Ces nouveaux sujets correspondent aux attentes de nos sociétés respectives, parce qu'ils doivent permettre de faire avancer des valeurs qui nous sont communes, qu'ils s'agisse des droits sociaux ou du respect de l'environnement. Dans le même temps, ils éloignent l'OMC de son rôle traditionnel d'abaissement des barrières aux frontières, pour l'amener sur le terrain des législations nationales, voire des modes de vie et des différences culturelles, alimentant les fantasmes d'une OMC toute-puissante. Il y a donc un équilibre à trouver, difficile mais qui constitue la clé de la pérennité de l'organisation, et de sa crédibilité, tant vis-à-vis des opinions publiques que des pays en développement.
c) le deuxième semestre 2000 devrait être l'occasion d'avancer sur la voie de l'amélioration du fonctionnement de l'OMC, et la recherche de pistes nouvelles. L'association plus étroite des parlements nationaux a la faveur de la France et je crois que M. Pettigrew a souligné l'intérêt d'une formule qui existe ailleurs, au sein de l'OTAN par exemple. La réforme du mémorandum sur le règlement des différends doit aussi être une de nos priorités. Sur ce dernier point, le Canada et la France sont largement sur la même longueur d'onde en souhaitant renforcer la transparence du mécanisme de règlement des différends, à la fois par la publicité des débats, la participation de tiers aux auditions des groupes spéciaux , l'accès à certaines pièces du dossier (avec l'accords des parties). Ce choix de transparence ne devra pas en revanche aller à l'encontre de la confidentialité des informations commerciales et du maintien des prérogatives des Etats dans une procédure où ils doivent continuer de représenter les intérêts privés. M. PETTIGREW s'est d'ailleurs prononcé récemment contre l'accès direct des entreprises aux procédures de règlement des différends.
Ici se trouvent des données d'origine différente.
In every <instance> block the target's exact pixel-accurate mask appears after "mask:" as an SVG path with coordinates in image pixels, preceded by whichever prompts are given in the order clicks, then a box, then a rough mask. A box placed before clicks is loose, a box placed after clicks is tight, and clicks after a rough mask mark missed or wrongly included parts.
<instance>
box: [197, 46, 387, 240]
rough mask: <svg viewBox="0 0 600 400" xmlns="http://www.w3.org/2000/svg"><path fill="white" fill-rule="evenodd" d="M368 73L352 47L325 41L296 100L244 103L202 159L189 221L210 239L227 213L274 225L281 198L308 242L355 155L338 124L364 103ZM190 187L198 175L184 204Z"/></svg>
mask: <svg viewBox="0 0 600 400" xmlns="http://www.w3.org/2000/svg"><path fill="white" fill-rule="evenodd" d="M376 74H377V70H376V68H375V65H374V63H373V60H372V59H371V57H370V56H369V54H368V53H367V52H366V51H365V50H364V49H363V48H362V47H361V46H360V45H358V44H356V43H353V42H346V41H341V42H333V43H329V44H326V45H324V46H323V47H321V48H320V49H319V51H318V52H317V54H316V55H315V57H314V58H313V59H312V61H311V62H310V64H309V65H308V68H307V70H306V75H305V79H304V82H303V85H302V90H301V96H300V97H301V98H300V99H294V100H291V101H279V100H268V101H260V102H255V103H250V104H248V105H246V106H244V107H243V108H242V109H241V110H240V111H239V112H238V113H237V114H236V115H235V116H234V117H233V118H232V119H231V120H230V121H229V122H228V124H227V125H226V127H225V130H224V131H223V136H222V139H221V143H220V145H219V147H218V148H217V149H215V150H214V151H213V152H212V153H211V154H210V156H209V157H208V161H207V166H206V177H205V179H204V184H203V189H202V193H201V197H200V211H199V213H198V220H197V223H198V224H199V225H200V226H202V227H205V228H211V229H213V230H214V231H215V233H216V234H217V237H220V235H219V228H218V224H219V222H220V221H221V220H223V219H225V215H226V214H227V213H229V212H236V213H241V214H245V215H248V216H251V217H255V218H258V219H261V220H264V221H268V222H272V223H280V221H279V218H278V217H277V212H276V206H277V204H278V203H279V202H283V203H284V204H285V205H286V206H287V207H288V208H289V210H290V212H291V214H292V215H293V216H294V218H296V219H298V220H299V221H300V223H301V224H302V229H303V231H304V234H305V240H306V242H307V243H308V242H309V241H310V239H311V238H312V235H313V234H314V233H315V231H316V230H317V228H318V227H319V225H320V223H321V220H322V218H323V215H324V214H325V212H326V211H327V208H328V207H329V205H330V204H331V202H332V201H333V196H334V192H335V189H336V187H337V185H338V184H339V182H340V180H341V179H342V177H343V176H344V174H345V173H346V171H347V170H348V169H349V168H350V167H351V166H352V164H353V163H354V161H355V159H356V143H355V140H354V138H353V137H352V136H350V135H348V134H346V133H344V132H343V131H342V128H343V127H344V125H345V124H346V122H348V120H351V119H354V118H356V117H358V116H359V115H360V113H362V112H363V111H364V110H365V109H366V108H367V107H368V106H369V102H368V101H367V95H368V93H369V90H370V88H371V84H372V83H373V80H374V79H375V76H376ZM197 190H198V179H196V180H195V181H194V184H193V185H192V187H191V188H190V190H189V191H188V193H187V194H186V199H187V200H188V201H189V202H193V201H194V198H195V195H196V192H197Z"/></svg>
d) enfin, la question du traitement des industries culturelles dans le cadre commercial multilatéral est bien évidemment une de nos préoccupations communes. Dans l'immédiat, l'absence d'engagements dans le cadre de l'accord services reste la meilleure forme de protection. Pour autant, nous partageons tout à fait le souci du Canada de proposer à nos partenaires une vision positive et offensive de la préservation de la diversité culturelle. La meilleure enceinte pour cela reste l'UNESCO. Dans ce cadre, notre coordination est forte et doit aboutir prochainement à des propositions concrètes.
*
Comme vous le constatez, la France et le Canada ont développé une relation bilatérale particulièrement dense, confiante et diversifiée.
Je souhaite que cette coopération se poursuive et s'approfondisse encore dans les années qui viennent, et je remercie la Chambre de commerce française au Canada et ses membres pour leur action présente et à venir dans ce sens.